E por os médicos e cirurgiões dizerem vendo e apalpando pelas costas ao réu que se queixava de dor numa espádua direita de doença que tivera de anos a esta parte, e vendo que havia nela alguma lesão disseram que convinha dar-se-lhe tormento no potro onde logo foi posto e lhe puseram os cordéis em todas as partes onde de novo lhe foi feito o protesto pelo senhor inquisidor na forma acima dita e o admoestou de novo com muita caridade e por dizer que não tinha culpas que confessar lhe foram dando a primeira volta com todas as ditas oito partes e o senhor inquisidor o foi admoestando: que não tinha que confessar, que era cristão, repetindo estas palavras e dizendo quando o admoestavam mas que morra, que era cristão, que sobre os senhores inquisidores havia de ficar, que não fizera tal coisa, e sendo admoestado com caridade que confessasse, disse que não queria confessar, que o matassem e caindo no que tinha dito que não queria confessar tornou a dizer que não tinha culpas que confessar e tornou outra vez a dizer que não tinha que confessar e lhe deram segunda volta em todos os cordéis e sendo admoestado não disse palavra mais que dar ais, misericórdia de Deus me favoreça pois me não crêem, ela me socorra, Jesus seja com a minha alma, estou acabado, dizendo estas palavras em tom como que cantava e sendo outra vez admoestado respondeu:
- Não me digam nada que hei-de morrer pela fé de Cristo e logo lhe foram dando a terceira volta em toda as oito partes e ele dizendo Misericórdia de Deus me valha, não tenho que confessar, sou cristão, não me digam nada e logo lhe foram dando quarta volta e o foram admoestando com muita caridade sem ele falar palavra, nem dar um ai, só que se calassem que era cristão e logo lhe foram dando cinco voltas e o tornou o senhor inquisidor a admoestar com muita caridade da parte de Cristo que confessasse respondeu:
- Sou cristão, não me digam nada e se lhe deu sexta volta e sétima volta sem responder coisa nenhuma, sendo os cordéis grossos quebraram alguns e foi dito pelos médicos e cirurgiões que se tinham dado tratos muitos espertos e que até os cordéis delgados quebravam e sendo admoestado com caridade que pedisse tempo para cuidar das culpas respondeu que não tinha que confessar, que era bom cristão mas que o matassem e que lhe não dissessem mais palavra.

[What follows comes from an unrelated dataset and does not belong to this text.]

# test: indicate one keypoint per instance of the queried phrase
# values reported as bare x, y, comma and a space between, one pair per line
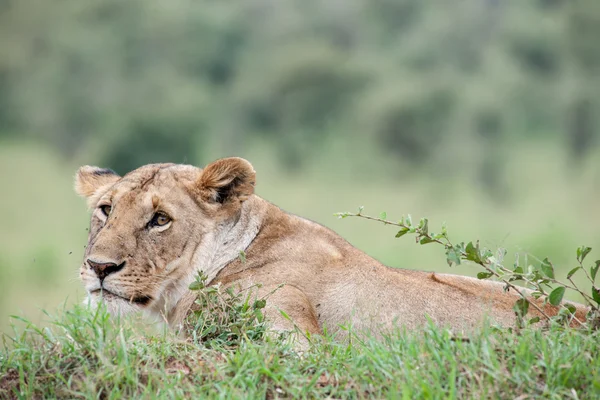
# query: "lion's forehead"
154, 180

- Querem que diga mentira não o hei-de fazer.
E por dizerem os cirurgiões e médicos que tinha levado todo o tormento que devia levar e estar satisfeito do assento mandou o senhor inquisidor o desatassem (esta é uma folha do livro dos Evangelhos existente na Torre do Tombo) e o levassem a seu cárcere de que fiz este termo que ele senhor inquisidor assinou e eu, notário, António Monteiro, o escrevi.
Diogo Osório de Castro – António Monteiro – Luís Álvares da Rocha.”